Methylphenidate-induced neuropeptide expression. Top: Film autoradiograms depict substance P expression in the middle striatum at 0 minutes (control, left halfbrain) and 1 hour after injection of methylphenidate (MP, 5 mg/kg, i.p.; right halfbrain). Bottom: Time course of methylphenidate (5 mg/kg)-induced expression of substance P (SP), dynorphin (DYN), and enkephalin (ENK) (in percentage of basal expression) for the dorsal striatal sector on the middle level (Yano and Steiner, 2005b). Note that substance P expression increased in 13 of the 23 striatal sectors, whereas dynorphin and enkephalin expression significantly increased in only two and one sector, respectively (values in area of maximal increase are shown here; see Yano and Steiner, 2005b, for details). ** p < 0.01, * p < 0.05 versus 0 minutes.
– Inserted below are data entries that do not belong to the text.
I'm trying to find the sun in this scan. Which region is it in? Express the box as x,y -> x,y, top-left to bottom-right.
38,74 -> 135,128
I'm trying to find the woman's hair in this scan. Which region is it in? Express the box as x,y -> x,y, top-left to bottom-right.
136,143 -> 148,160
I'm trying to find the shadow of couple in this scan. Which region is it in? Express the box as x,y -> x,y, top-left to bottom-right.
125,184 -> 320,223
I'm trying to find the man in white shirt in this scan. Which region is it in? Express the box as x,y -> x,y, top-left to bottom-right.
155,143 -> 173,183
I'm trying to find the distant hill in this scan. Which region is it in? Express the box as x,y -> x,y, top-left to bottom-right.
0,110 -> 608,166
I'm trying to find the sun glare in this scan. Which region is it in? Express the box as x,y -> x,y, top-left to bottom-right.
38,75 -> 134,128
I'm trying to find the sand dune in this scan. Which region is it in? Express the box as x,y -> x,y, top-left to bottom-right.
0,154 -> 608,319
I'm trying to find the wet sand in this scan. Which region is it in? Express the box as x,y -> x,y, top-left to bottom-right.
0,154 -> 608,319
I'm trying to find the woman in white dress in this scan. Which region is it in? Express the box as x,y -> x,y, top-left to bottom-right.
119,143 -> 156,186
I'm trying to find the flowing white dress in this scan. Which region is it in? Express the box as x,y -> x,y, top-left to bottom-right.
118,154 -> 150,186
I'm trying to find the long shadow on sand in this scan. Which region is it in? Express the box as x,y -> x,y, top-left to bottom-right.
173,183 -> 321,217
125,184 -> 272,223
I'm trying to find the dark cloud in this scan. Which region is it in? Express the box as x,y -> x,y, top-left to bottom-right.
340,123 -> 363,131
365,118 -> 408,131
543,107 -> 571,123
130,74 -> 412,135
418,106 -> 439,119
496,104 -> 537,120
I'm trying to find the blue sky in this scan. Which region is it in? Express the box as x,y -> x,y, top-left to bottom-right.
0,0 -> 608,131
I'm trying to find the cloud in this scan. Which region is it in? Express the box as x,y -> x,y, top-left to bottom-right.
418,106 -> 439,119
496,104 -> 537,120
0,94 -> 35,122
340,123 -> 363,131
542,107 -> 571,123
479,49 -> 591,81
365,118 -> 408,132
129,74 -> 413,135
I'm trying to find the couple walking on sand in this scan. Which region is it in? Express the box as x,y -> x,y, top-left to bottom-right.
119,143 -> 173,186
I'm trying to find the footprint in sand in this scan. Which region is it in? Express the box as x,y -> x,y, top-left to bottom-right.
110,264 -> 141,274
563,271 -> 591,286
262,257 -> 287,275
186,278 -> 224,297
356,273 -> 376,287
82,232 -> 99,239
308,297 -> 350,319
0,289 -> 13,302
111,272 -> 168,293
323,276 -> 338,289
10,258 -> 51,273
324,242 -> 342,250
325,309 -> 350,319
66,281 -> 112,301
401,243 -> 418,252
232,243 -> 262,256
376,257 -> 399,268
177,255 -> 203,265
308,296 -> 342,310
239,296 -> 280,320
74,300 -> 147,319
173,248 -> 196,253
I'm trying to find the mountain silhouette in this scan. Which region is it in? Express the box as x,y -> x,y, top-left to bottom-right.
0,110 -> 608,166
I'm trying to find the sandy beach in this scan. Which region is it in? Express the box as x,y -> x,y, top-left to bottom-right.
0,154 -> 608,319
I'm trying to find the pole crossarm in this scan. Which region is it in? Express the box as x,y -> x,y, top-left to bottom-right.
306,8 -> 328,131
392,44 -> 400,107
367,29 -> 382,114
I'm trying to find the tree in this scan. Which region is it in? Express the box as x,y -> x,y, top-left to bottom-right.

We directly compared methylphenidate effects on the expression of these genes by monitoring their mRNA levels between 20 minutes and 24 hours after acute injection of methylphenidate (2–10 mg/kg, i.p., adult rats; Yano and Steiner, 2005b) (Figure 3). Similar to the effects of cocaine/amphetamine (see Section 3.1.3), we found that substance P expression increased in many striatal sectors in a dose-dependent and very robust manner, with elevated mRNA levels present within 20 minutes and lasting for more than 3 hours. Conversely, for dynorphin mRNA, we detected a statistically significant, if modest, increase only in two sectors at 1 hour (Figure 3) (Yano and Steiner, 2005b). This latter finding contrasts with studies on amphetamine and cocaine effects, which showed that significantly increased dynorphin mRNA levels are present within 30 minutes (Willuhn et al., 2003), are prominent at 2 to 3 hours (Hurd and Herkenham, 1992; Smith and McGinty, 1994), and last 18 to 30 hours (Smith and McGinty, 1994; Wang et al., 1995) after acute drug administration.

Enkephalin, which is strongly induced, for example, by D2 receptor antagonists (Steiner and Gerfen, 1998), is only moderately affected by acute cocaine and amphetamine treatments (Hurd and Herkenham, 1992; Steiner and Gerfen, 1993; Wang and McGinty, 1995, 1996a). Acute methylphenidate did not produce consistent effects on enkephalin expression (Yano and Steiner, 2005b).

Neurotensin is another neuropeptide expressed in striatal output pathways; it is contained in both types of projection neurons, and its expression is also regulated by D1, D2 and glutamate receptors (see Hanson et al., 1992; Alburges et al., 2011). Its apparent interactions with the mesolimbic and mesostriatal dopamine systems suggest that neurotensin may influence the addictive properties of psychostimulants (cf. Alburges et al., 2011). Both cocaine and amphetamine treatments produce increased neurotensin expression (e.g., Letter et al., 1987; Hanson et al., 1989; Gygi et al., 1994), and a recent study shows that methylphenidate increases neurotensin expression as well (Alburges et al., 2011).

Overall, the molecular effects of methylphenidate described above typically emerged with doses of ≥2 mg/kg (i.p. or s.c.), and juvenile/adolescent rodents tended to be more sensitive than adults, as is true with other psychostimulants (Yano and Steiner, 2007; Carrey and Wilkinson, 2011).

6. Gene regulation by modafinil

Modafinil is a relatively novel agent that promotes wakefulness and is thus widely used to treat excessive daytime sleepiness associated with narcolepsy and other sleep disorders, but it is also gaining popularity as a cognitive enhancer (see Introduction). Its effects on gene regulation have been described in only a handful of studies.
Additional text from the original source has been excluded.